Reconciliation – Step 3.1

If you choose to reconcile with someone who hurt you, there is a process that works. Reconciling without thinking through a valid process may lead to more hurt if the same things happen again. Maybe worse than last time.

Though no process guarantees success, and there is always an element of risk in reconciliation, there is a six step process that can help healing occur faster and help prevent relapses. In “part 1 – decide whether to reconcile” and “part 2 – softness”, we explained the first two steps. Now for the third.

Everett Worthington, Jr. PhD, created the model we use for step three. He calls it the Forgiveness Pyramid, though I’ve been unable to find it drawn or displayed in pyramid form. It consists of five things to do that leads to true forgiveness that leads to reconciliation.

Step Three – Forgive

It may appear redundant to return to the subject of forgiveness after writing four blogs about it, but actually it makes a great deal of sense.  Once a person has decided that s/he wishes to reconcile (using the decision criteria given in that blog), and is willing to soften the interactions with the offender (as explained in that blog), forgiveness now moves to specific actions that lead to a change of emotions. Negativity can be turned into positivity. Feelings of hurt and anger can transform into feelings of love and affection. Of course, this does not happen overnight – at least in most cases – and likely should be doubted if it does occur too rapidly. We call it hurt because it does just that; hurts. Just as the pain of physical injury takes time to subside during the healing process, so does the pain of emotional, mental, or spiritual injury.

Worthington developed a model he calls the Forgiveness Pyramid that is best remembered by the acronym REACH. The five elements are:

  1. Recall the hurt
  2. Empathize
  3. Altruistic gift of forgiveness
  4. Commit to forgive
  5. Hold on to forgiveness

Recall the Hurt

Many times the offender wants the offended to forgive and move on without talking about what happened. You can understand their motivation. “I hurt you. I don’t want the pain of talking about how I hurt you. I don’t know that I can explain, and as we talk I may hurt you even more. Let’s just say it’s over and move on.” However, THAT does not work well. Whether the offender can explain adequately or not, the offended needs to be able to ask questions. Painful answers are better than no answers. No answers, deceitful answers, or avoidance answers keep trust from rebuilding. Honest answers give a strong message, “I did wrong. I hurt you. Now I’m going to trust you with all the truth and hope with all my heart that you don’t reject me. My honest ‘confession’ is my heart reaching out to yours in true penitence and pain. It shows you how badly I want you to forgive me and not end our relationship.”

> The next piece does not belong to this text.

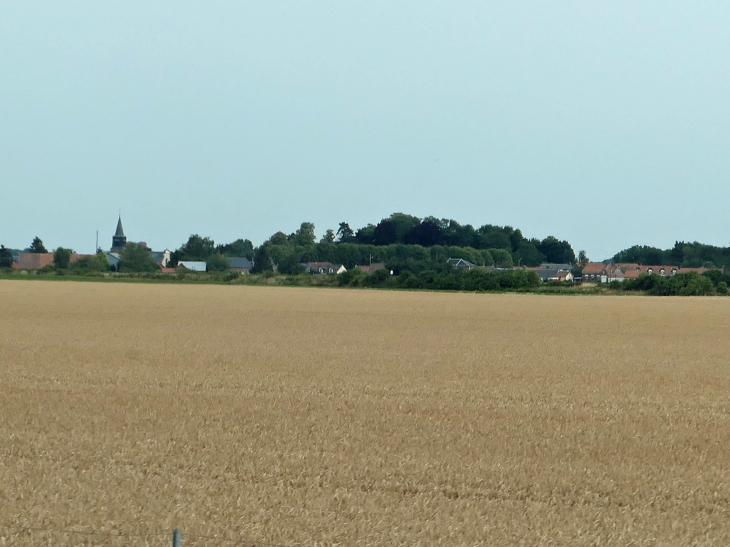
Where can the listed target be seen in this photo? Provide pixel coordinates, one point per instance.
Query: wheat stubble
(345, 417)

As the offended explains or answers questions, s/he must NOT appear to justify what occurred. Anything that sounds as if the offender had a right to do what s/he did is going to do much more damage than good. “I use porn because you’re a bad lover” or “I lied because you lied to me first” or anything similar is bad, bad. bad. Honest explanation takes responsibility for one’s own actions. It offers NO blame to anyone else. Not even, “My friends talked me into it” or “he came after me and I didn’t know how to handle the attention.” During explanation or answers avoid words such as he, she, they, them, you, your, and instead use the I word exclusively. “I let myself be influenced” or “I find the porn addictive” or “I lied and there is no justification for my lying” are the kinds of honesty that leads to healing. Don’t worry at this point about the offended’s actions that may have helped the bad thing(s) occur. Take responsibility for your own actions.